L’argument est absurde, pour ne pas dire choquant. Une société ne peut pas décemment accorder aux accidents une importance plus grande qu’aux homicides volontaires. Les meurtriers doivent être arrêtés et traduits en justice. Ce n’est pas le cas des morts de la route victimes de la malchance ou de leur propre inconscience.
Note : lorsque l’auteur de l’accident mortel est vivant, il doit certes être poursuivi, mais l’infraction est ici objectivement moins grave qu’un meurtre.
Or, depuis des années, le chiffre des meurtres au Québec est en constante diminution. Il ne viendrait à l’idée de personne de critiquer ce bilan et de prétendre que les ressources utilisées à cette fin auraient dû plutôt être affectées à la sécurité routière. La logique des experts susmentionnés voudrait pourtant nous faire penser le contraire. Voilà ce qu’il advient quand on confond sureté et sécurité.

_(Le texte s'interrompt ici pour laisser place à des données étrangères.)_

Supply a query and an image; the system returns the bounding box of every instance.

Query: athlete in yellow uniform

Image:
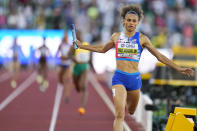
[73,32,90,113]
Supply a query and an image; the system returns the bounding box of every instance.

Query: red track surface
[0,71,145,131]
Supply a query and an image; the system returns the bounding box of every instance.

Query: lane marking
[49,84,64,131]
[0,73,11,82]
[0,72,36,111]
[89,71,132,131]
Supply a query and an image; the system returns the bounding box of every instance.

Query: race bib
[75,52,90,63]
[117,41,138,59]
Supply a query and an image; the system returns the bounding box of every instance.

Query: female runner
[56,32,74,103]
[73,5,194,131]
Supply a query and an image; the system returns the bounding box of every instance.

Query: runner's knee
[115,111,125,120]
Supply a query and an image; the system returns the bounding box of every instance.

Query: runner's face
[123,14,139,32]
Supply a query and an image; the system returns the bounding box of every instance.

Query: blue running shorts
[112,69,142,91]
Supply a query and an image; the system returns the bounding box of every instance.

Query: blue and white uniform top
[60,43,72,65]
[115,32,143,62]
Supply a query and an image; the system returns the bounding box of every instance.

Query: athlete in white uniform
[37,38,50,91]
[56,32,74,103]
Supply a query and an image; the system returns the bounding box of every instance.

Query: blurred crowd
[0,0,197,48]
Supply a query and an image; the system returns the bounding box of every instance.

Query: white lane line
[0,72,36,111]
[0,72,11,82]
[89,71,132,131]
[49,84,64,131]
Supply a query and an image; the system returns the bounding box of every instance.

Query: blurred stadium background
[0,0,197,131]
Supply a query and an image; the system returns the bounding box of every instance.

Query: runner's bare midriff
[116,60,138,73]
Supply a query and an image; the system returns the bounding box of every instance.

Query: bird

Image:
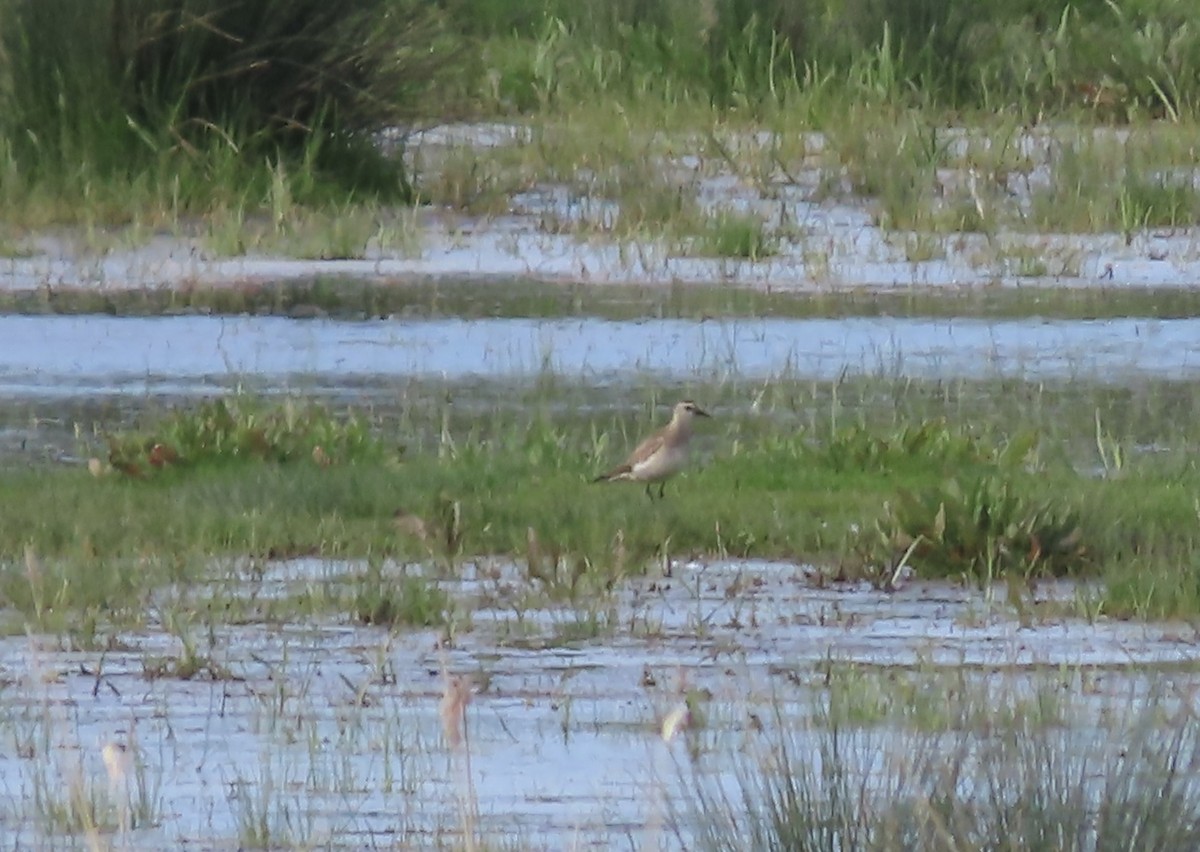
[592,400,712,499]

2 – L’inanité de la comparaison sureté/sécurité
Dans un essai paru en 2007, l’expert en sécurité Bruce Schneier faisait état d’une approche similaire, dans un domaine volontairement provocateur. Ainsi, parlant des bracelets RFID placés aux chevilles des nouveaux-nés pour éviter les enlèvements dans les maternités, Schneier estimait la mesure non efficiente, arguant du risque très bas encouru :
Les enlèvements d’enfant sont rares, mais ils représentent encore un risque. Au cours de 22 dernières années, 233 de ces enlèvements se sont produit aux États-Unis. Environ 4 millions de bébés naissent chaque année, ce qui signifie qu’un bébé a un risque de 1 sur 375.000 de se faire enlever. Comparons cela avec le taux de mortalité infantile aux États-Unis – 1 sur 145 – et on comprend clairement où se situent les risques réels.
Autrement dit, pour Bruce Schneier, l’argent dépensé en bracelets RFID serait mieux employé s’il servait à œuvrer médicalement contre la mortalité infantile.

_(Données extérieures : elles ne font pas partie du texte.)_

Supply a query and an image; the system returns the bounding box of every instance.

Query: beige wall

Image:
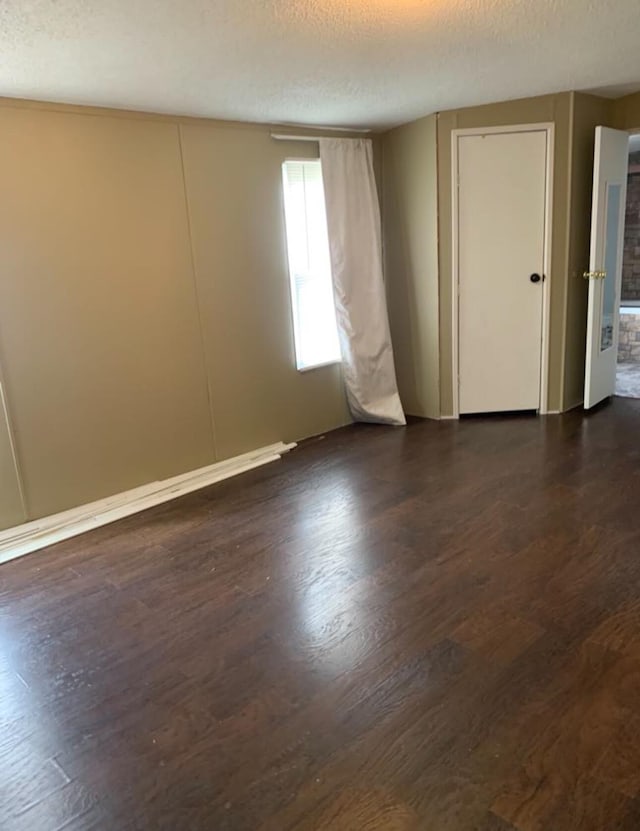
[562,93,614,410]
[438,93,572,416]
[0,373,26,528]
[612,92,640,130]
[0,97,349,524]
[180,124,348,458]
[382,115,440,418]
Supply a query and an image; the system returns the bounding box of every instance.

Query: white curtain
[320,139,406,425]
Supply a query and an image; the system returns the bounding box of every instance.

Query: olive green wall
[612,92,640,130]
[382,115,440,418]
[0,101,349,526]
[562,93,614,410]
[438,92,572,416]
[0,372,26,528]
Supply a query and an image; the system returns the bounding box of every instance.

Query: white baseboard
[0,442,296,563]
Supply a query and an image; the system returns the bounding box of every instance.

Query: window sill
[296,358,342,372]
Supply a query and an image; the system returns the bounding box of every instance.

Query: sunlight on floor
[616,363,640,398]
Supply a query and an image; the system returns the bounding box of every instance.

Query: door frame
[451,122,555,418]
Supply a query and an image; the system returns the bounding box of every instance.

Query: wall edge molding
[0,442,297,565]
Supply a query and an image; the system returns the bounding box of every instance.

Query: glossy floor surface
[0,399,640,831]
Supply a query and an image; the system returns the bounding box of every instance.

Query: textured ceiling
[0,0,640,127]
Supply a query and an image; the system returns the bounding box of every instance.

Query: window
[282,160,340,370]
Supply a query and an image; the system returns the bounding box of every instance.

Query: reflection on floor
[616,363,640,398]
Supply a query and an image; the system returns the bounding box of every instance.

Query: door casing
[451,122,555,418]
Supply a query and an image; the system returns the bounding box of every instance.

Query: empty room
[0,0,640,831]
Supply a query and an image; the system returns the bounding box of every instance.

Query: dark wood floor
[0,399,640,831]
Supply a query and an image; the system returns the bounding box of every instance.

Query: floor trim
[0,442,296,564]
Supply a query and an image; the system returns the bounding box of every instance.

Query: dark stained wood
[0,399,640,831]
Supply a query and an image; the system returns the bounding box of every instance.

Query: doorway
[616,135,640,398]
[452,124,553,416]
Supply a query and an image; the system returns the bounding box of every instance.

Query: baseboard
[0,442,296,563]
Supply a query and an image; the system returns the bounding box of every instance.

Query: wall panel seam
[176,124,218,461]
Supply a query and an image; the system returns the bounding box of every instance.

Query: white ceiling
[0,0,640,127]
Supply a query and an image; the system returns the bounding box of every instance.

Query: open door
[584,127,629,410]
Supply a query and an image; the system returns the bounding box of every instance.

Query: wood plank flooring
[0,399,640,831]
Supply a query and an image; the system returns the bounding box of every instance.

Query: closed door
[457,129,548,413]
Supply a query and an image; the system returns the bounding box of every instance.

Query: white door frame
[451,122,555,418]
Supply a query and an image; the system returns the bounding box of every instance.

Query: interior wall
[562,93,614,410]
[180,123,350,459]
[0,373,26,528]
[382,115,440,418]
[438,92,573,416]
[0,101,349,524]
[611,92,640,130]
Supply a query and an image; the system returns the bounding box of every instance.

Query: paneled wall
[382,115,440,418]
[0,96,349,527]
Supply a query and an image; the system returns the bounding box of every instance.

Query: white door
[454,129,549,413]
[584,127,629,409]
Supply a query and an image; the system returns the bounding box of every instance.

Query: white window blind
[283,160,340,370]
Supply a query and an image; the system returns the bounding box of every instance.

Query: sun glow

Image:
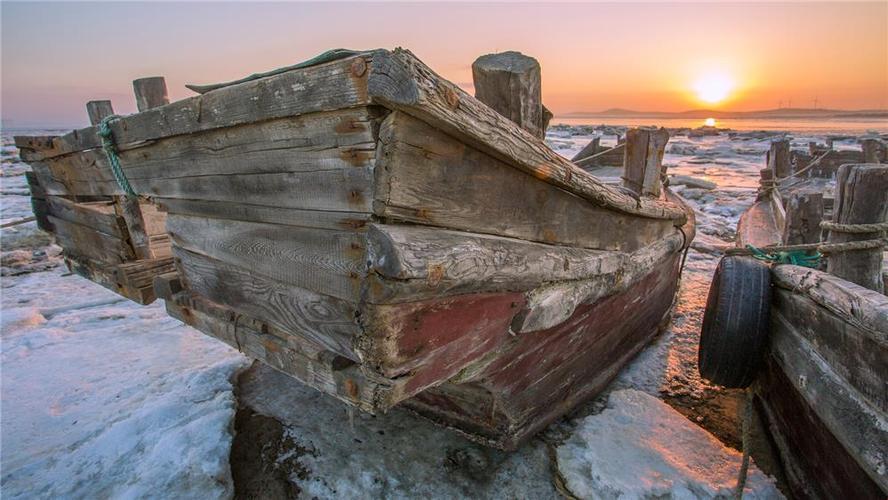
[694,73,734,104]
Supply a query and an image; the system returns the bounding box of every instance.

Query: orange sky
[0,1,888,127]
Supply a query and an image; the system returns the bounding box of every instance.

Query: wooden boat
[700,141,888,499]
[16,49,694,448]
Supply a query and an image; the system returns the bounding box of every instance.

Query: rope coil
[725,221,888,268]
[96,115,137,196]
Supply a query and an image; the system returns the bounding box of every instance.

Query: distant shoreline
[556,108,888,120]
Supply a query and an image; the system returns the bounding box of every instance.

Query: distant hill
[559,108,888,119]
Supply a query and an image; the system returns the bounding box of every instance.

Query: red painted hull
[404,254,681,449]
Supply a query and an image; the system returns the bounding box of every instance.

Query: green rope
[746,245,822,268]
[96,115,136,196]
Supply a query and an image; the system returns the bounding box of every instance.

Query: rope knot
[96,115,137,196]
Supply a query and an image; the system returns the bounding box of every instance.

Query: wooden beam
[827,164,888,292]
[623,128,669,198]
[367,49,687,221]
[783,193,823,245]
[133,76,170,112]
[86,101,114,125]
[15,53,374,161]
[472,51,546,138]
[374,111,674,251]
[768,139,792,179]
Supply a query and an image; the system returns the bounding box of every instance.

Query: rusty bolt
[352,57,367,77]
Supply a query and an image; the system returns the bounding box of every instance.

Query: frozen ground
[0,127,850,498]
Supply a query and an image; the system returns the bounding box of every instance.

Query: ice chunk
[557,389,782,498]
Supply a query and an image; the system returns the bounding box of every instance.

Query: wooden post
[133,76,170,112]
[623,128,669,197]
[783,193,823,245]
[826,164,888,292]
[570,136,601,162]
[472,51,546,139]
[860,137,882,163]
[86,101,114,125]
[768,139,792,179]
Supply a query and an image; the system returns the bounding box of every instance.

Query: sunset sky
[0,1,888,127]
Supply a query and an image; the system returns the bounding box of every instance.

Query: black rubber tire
[697,256,771,389]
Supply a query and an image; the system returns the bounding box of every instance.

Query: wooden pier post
[133,76,170,112]
[86,101,114,125]
[860,137,883,163]
[623,128,669,197]
[783,193,823,245]
[826,164,888,292]
[768,139,792,179]
[472,51,548,139]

L’expert américain déclare que l’on connait toutes les données statistiques adéquates pour évaluer la réelle efficacité des bracelets RFID pour éviter les enlèvements. Malheureusement, il ne fait pas de même sur les moyens de lutter médicalement contre la mortalité infantile. Donc, il ne prouve pas que le coût des bracelets RFID, s’il était affecté à la recherche médicale, permettrait de faire baisser la mortalité infantile.
Schneier reconnait d’ailleurs explicitement que l’affectation de ressources à des programmes de sûreté en hôpitaux a permis de faire chuter considérablement le taux d’enlèvements d’enfant. Mais il ne précise pas l’efficience statistique de ces programmes. Et c’est bien dommage.
En effet, la question n’est pas de savoir si l’argent investi dans les bracelets RFID serait mieux utilisé à lutter médicalement contre la mortalité infantile. Elle est de savoir si cet argent pourrait être utilisé pour élaborer des mesures plus sûres et/ou moins chères pour lutter contre les enlèvements.
Ne comparons pas des pommes avec des oranges.
Certes, la stratégie de défense de la TSA contre le terrorisme aérien est à revoir de fond en comble. Mais ce n’est pas parce qu’il y a 10 ou 100 fois moins de morts du terrorisme que d’accidents fatals dans les baignoires. C’est parce la TSA dilapide l’argent du contribuable américain, dans le cadre d’un magistral Cover your ass bureaucratique, qui la pousse à refuser tout recours à une véritable gestion du risque terroriste.
Alors arrêtons d’asséner des statistiques absconses.